The Family and Medical Leave Act (FMLA) is designed to provide temporary job-protected leave for workers who are dealing with serious life events, such as the birth or adoption of a child, the illness of a family member, or their own significant health problem. But does the law apply to afternoons of bass fishing? Probably not.

Travis Loyd, a top state employee and fishing enthusiast at the Illinois Department of Natural Resources, resigned from his job in February when it was revealed he had been using FMLA sick leave time to participate in professional bass fishing competitions all over the U.S. Loyd insisted he was under doctor’s orders to go fishing as a form of stress reduction.

In Loyd’s case, the state government didn’t catch the problem until outside organizations and news outlets reported it. However, there are ways companies can root out FMLA violators, including by hiring private investigators to look into the whereabouts of the employee in question.

Dana Connell, a shareholder at Littler Mendelson, told that companies don’t necessarily take advantage of this option, which has been upheld in court, as much as they could. “I think some portion of them just wouldn’t do surveillance, and another portion don’t recognize that it’s an option,” he said.
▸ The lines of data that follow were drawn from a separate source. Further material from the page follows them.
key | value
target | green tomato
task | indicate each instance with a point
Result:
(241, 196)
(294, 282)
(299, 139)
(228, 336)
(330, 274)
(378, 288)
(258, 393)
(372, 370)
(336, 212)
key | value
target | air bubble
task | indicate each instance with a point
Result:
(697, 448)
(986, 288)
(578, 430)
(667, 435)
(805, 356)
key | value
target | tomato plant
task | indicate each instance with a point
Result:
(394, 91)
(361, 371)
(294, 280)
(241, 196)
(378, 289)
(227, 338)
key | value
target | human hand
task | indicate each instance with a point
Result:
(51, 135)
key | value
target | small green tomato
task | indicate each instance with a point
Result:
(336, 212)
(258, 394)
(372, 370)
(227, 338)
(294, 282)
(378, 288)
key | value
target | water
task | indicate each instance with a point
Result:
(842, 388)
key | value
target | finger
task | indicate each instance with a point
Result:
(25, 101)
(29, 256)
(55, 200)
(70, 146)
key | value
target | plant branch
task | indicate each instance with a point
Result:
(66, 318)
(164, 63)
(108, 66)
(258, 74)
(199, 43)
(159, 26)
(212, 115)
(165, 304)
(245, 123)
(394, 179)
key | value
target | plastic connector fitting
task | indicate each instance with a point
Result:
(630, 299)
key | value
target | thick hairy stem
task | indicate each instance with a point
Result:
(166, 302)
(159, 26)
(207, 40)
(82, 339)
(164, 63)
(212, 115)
As long as the investigator follows certain ground rules, explained Connell, there is no reason they cannot be used, successfully and within the bounds of the law, to bust FMLA cheats.

When there’s a great deal of suspicion around an employee’s FMLA time and an investigator is called in, Connell recommends getting human resources and senior management in on it. He believes in applying the same care in choosing and contracting a private investigator as the company would when retaining any other third-party vendor.

A company’s FMLA Philip Marlowe is limited in the ways he or she can conduct an investigation. The evidence gathering, according to Connell, will in most cases not include audio, because investigators recording audio might run afoul of eavesdropping laws. However, collecting video evidence in public areas is completely legal. “It’s certainly lawful to videotape them mowing their front lawn, but you wouldn’t want to take some sort of sophisticated video of their home,” he said.

This might sound limiting, but Connell said he’s learned from his work with clients that there’s an awful lot investigators can find out by standing on the street outside an employee’s home. He’s seen situations where employees will say they are on FMLA leave because they are too sick or injured to walk down the stairs or drive. They are then caught on video by investigators walking out of their house or apartment, lifting heavy objects into the trunk and driving away. “The video is sometimes just amazing,” Connell said.

When it comes an employee taking care of a sick relative or an infant, it can be trickier for both investigators and in-house lawyers to come up with clear answers. Connell pointed to a recent case in the U.S. Seventh Circuit Court of Appeals, which upheld the legality of FMLA leave for a woman who brought her terminally ill mother on a charity-funded vacation to Las Vegas. The court reasoned that since the woman was still caring for her mom on the trip, it was a viable use of leave.

So what’s a company to do after it finds out an employee has been abusing FMLA time? While it might be tempting to fire an employee before his fishing trip ends, Connell noted that dropping a worker midleave may lead to an FMLA interference charge against the company. “You might want to weigh what are the benefits and the risks of waiting until the end of that leave to bring them in and have the conversation,” he said.